Overview
When using LegacyFlo to migrate data from active mailboxes, Teams or OneDrive on M365, you will need access to the relevant Graph API.
This document gives the steps to get secure access to the API and register the credentials with LegacyFlo.
Step 1: Application registration on Azure
Login to your LegacyFlo/Vaultastic Open Store account.
Login to Microsoft 365 in the same browser as the LegacyFlo/Vaultastic Open Store Login.
Navigate to Cloud computing services.
Http link: https://azure.microsoft.com/en-in/
(a) Select App registrations Azure service.
(a) Click on New registration.
(a) Provide a name for the new registration. 
(b) Select the "Accounts in this organizational directory only" in Supported account types.
Scroll down till you see the Redirect URI section
(c) Select Web as the platform
(d) Enter "https://integrations.legacyflo.com/legacyflo/m365apiregistration" as the Redirect URI
(e) Click on Register.
(a) Re-select the App registrations Azure service.
(a) You will see your app on the list. Click on the Display name
(a) Copy the Application (client) ID. This will be required when registering the API with LegacyFlo.
(b) Copy the Directory (tenant) ID. This will be required when registering the API with LegacyFlo
Save the ids in a note pad on your machine
(a) For your newly registered application, select Certificates & secrets.

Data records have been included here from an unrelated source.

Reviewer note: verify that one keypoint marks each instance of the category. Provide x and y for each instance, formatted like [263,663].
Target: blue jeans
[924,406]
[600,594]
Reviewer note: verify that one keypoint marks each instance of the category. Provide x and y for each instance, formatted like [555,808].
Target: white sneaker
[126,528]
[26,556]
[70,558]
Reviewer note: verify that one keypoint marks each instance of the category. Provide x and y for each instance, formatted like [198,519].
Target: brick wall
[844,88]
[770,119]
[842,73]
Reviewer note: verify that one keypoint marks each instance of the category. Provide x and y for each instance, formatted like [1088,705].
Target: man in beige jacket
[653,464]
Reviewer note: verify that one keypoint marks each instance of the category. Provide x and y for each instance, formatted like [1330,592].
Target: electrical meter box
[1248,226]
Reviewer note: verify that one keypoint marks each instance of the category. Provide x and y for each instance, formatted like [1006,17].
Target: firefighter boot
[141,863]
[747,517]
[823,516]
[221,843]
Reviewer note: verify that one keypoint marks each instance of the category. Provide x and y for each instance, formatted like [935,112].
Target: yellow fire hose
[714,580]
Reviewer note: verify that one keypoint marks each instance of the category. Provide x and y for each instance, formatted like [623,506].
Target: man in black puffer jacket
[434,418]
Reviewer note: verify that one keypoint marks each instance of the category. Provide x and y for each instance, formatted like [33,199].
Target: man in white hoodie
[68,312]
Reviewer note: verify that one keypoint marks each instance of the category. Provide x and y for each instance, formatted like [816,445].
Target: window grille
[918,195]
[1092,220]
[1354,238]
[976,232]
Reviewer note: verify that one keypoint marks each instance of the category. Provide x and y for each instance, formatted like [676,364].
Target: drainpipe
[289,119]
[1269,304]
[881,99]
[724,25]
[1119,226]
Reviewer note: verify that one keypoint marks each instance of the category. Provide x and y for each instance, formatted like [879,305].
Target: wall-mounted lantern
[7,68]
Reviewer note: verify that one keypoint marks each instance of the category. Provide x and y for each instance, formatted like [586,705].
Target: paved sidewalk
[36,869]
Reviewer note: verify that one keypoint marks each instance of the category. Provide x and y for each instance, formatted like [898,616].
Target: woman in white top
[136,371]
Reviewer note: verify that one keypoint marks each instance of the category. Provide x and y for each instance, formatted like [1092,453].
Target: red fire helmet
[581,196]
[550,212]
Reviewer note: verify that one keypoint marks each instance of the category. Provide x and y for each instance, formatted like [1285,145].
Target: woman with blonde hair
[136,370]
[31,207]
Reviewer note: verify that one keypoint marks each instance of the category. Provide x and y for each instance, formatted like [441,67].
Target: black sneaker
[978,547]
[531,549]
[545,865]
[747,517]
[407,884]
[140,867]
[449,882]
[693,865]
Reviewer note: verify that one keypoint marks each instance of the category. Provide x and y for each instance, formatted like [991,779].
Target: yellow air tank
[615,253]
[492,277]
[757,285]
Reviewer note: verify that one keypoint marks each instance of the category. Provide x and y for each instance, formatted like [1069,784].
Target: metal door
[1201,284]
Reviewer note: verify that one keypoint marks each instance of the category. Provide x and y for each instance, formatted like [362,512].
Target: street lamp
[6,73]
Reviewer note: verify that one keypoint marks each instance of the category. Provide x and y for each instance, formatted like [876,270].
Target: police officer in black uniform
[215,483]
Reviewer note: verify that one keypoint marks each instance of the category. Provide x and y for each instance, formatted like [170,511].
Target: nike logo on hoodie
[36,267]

(b) In Client secrets, click on New client secret.
(c) Add a Description (legacyflo_app_key).
(d) Specify the Expires value.
(e) Click Add.
(a) Copy the Value to the notepad in which you have copied the application and directory ids. This will be required when registering the API with LegacyFlo
(a) In the Manage menu for the registered app, select API permissions.
(b) Click on Add a permission.
(c) Select Microsoft Graph.
The API permissions required will depend on the data which you wish to copy to a Vaultastic Store. Add the Application and Delegated Permissions as required depending on the data to be access.
a. Select the Application and Delegated Permission Type
b. Add the permissions as given in the table.
c. Select all the check boxes in the list below
d. Click Add permissions when all required permissions have been added.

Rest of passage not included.